Cowie played in all four Tests of the summer, all four matches being drawn. In the first game, he bowled 36 overs on the first day of the match and he was, said Wisden, "the only bowler who presented England with any serious problem". He took five wickets in the England first innings for 127 runs, but pulled a muscle in his leg so that he needed a runner while batting and was unable to bowl in England's second innings.

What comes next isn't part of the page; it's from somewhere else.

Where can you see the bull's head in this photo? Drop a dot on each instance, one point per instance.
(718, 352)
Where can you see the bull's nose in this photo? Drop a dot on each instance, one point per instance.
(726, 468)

Fit again for the second Test, though he played in neither of the first-class matches in between, Cowie bowled a long spell in which he "maintained a perfect length at a fast pace and several times.. made the ball lift nastily". He tired in the heat, however, and finished with only two wickets for 64 runs. In the third match, he was part of an accurate New Zealand attack that had England struggling for runs, and took three for 98. In the fourth and final Test, again played in hot conditions, he shared the England wickets with Fen Cresswell, though his four wickets cost 123 runs and he was most effective late in the innings.

Cowie finished the Test series at the head of the New Zealand bowlers by average, his 14 Test wickets costing 32.21 runs each. The slow left-arm bowler Tom Burtt took 17 wickets, but they cost more than 33 runs each.

Towards the end of the tour, there was one more five-wicket innings for Cowie in the match against Middlesex. That proved to be his last significant bowling achievement in first-class cricket. He moved in his job in insurance to Wellington on his return from England and he appeared in the 1949-50 New Zealand domestic season in just one match for Auckland against a non-Test-playing Australian team, and then retired.

==After retirement==
Cowie was a first-class umpire from 1955–56 to 1960–61. He officiated in one Test match in the 1955–56 season, and two in 1958–59. He still holds the record for the shortest gap between playing in and umpiring a Test Match - 6 years and 186 days.

He played soccer in the winter from the 1930s, acting as goalkeeper for Auckland for 14 seasons. He later served on the New Zealand Football Association as treasurer, chairman, and delegate to FIFA. From 1972 to 1978 he was president of the Oceania Football Confederation. In the 1972 Queen's Birthday Honours, he was appointed an Officer of the Order of the British Empire, for valuable services to cricket.

==Personal life==
Cowie married Nyrie Wallen in 1936; they had two daughters. He worked for the T & G Mutual Life Assurance Society, an Australian and New Zealand insurance group, for 47 years, serving as an executive from 1967 to 1974.